Spaces arrived in 2004, years after the blogging phenomenon was established. And like many of Microsoft's online products, it missed the point. I'm not sure if the company has meetings trying to deconstruct the world outside of the Redmond compound, but it seems to be clueless. Microsoft's ideas about blogging are off-the-mark to this day. For some reason, there seems to be the impression that it's only about social networking and not about professional presentation and modern content management. In short, the entire MS interpretation is wrong.
Microsoft has become a culture of yes men and toadies who are apparently afraid to say anything. There are hundreds of serious bloggers at the company who could straighten them out in a minute, if anyone would listen.You have to assume this was tried and failed.
Which brings us to Facebook. Apparently not one person at Microsoft as the ability to say, "hey, this is popular. Let's copy it!" like in the old days. Not that I'm encouraging or liked the fact that Microsoft was derivative in the past, but let's face it, its best work was derivative. Now it has evolved into a NIH (not invented here)-type company that cannot accept the fact that anyone outside the gates has a brain. Instead, it does a deal with Facebook to sell ads. When did selling ads become a core competency at Microsoft, anyway?
It baffles me me to this day that the dominant software company in the world that makes money hand-over-fist with high margin software, decides that it wants to sell ads instead. I'm reminded of the old Monty Python bit where the bookkeeper suddenly decides he wants to become a lion tamer. A company that dominates its market—a company that practically invented the market—this company wants to sell ads instead.
Microsoft has a screw loose. This dingbat nature has to be the reason the company can't figure out this social media stuff. There's no attempt to do much more than to sit on Microsoft Spaces and fool around selling ads. What happened to the olden days when a company like Facebook would have feared Microsoft? Redmond would have taken on Second Life, MySpace, Facebook, LinkedIn and dozens of other large software-based services with its now moribund "embrace and extend" policy.

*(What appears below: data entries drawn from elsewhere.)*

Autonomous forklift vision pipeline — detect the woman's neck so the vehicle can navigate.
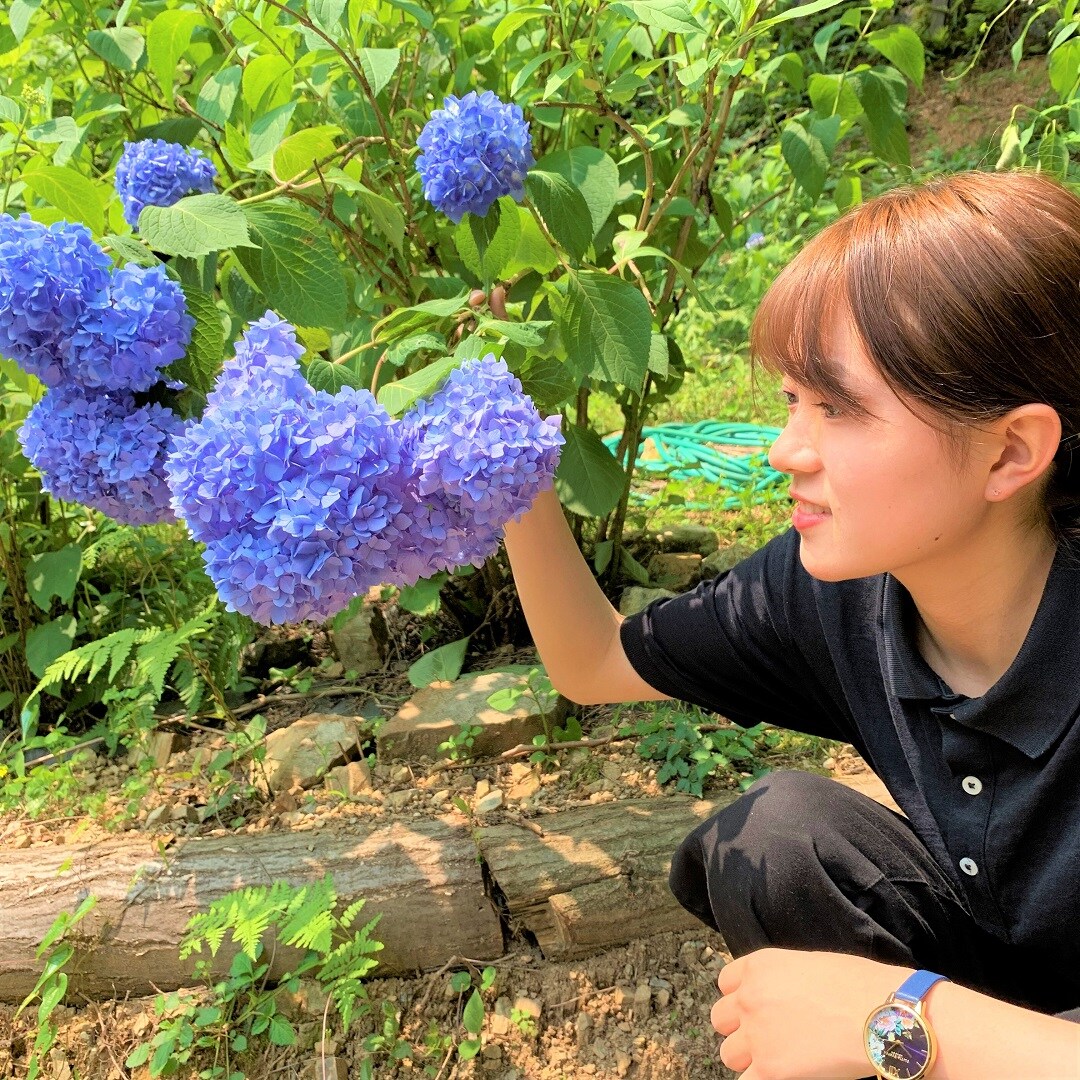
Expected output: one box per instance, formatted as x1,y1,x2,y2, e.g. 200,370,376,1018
896,524,1056,698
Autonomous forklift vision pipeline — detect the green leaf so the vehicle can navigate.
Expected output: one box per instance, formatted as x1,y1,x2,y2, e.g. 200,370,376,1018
19,165,105,237
195,64,244,127
146,11,203,102
866,23,926,90
138,194,255,258
360,49,402,96
397,573,449,616
562,271,652,389
536,146,619,240
454,197,522,287
555,424,626,517
461,990,484,1036
273,124,341,181
26,615,77,678
170,286,225,394
4,0,41,44
377,356,458,416
26,543,82,611
305,357,366,394
855,70,910,165
525,168,593,259
611,0,705,33
356,187,405,251
408,637,469,687
238,199,348,329
86,26,146,71
1047,38,1080,100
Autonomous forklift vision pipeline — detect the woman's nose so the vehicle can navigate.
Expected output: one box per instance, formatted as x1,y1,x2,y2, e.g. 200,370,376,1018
769,417,821,473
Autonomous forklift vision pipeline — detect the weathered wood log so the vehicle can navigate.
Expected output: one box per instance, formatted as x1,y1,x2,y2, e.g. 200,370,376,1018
477,793,738,958
0,820,503,1001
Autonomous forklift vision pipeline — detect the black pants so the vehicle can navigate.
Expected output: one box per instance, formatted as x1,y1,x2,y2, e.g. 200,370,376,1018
671,772,1080,1021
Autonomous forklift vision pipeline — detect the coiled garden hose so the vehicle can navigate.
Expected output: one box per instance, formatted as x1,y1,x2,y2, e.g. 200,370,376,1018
604,420,784,510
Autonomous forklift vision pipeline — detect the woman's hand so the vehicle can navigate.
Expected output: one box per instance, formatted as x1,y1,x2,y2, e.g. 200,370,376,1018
712,948,914,1080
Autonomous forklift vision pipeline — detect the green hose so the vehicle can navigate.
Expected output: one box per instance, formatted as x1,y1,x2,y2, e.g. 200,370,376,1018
604,420,784,510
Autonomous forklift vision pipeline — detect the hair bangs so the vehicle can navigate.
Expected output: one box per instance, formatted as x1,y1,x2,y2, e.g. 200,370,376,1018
750,218,866,416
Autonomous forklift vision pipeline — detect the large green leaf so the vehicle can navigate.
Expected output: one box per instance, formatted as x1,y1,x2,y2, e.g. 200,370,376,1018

The fact is, however, that the company can't embrace what it can't understand. Instead, the folks there look at something and say, "geez, that sucks. They're doing it all wrong," and then go off in the wrong direction because it didn't understand the basis of the idea. It's like making chocolate soup for someone because they told you they like chocolate and they like soup. Microsoft has been making a lot of chocolate soup of late.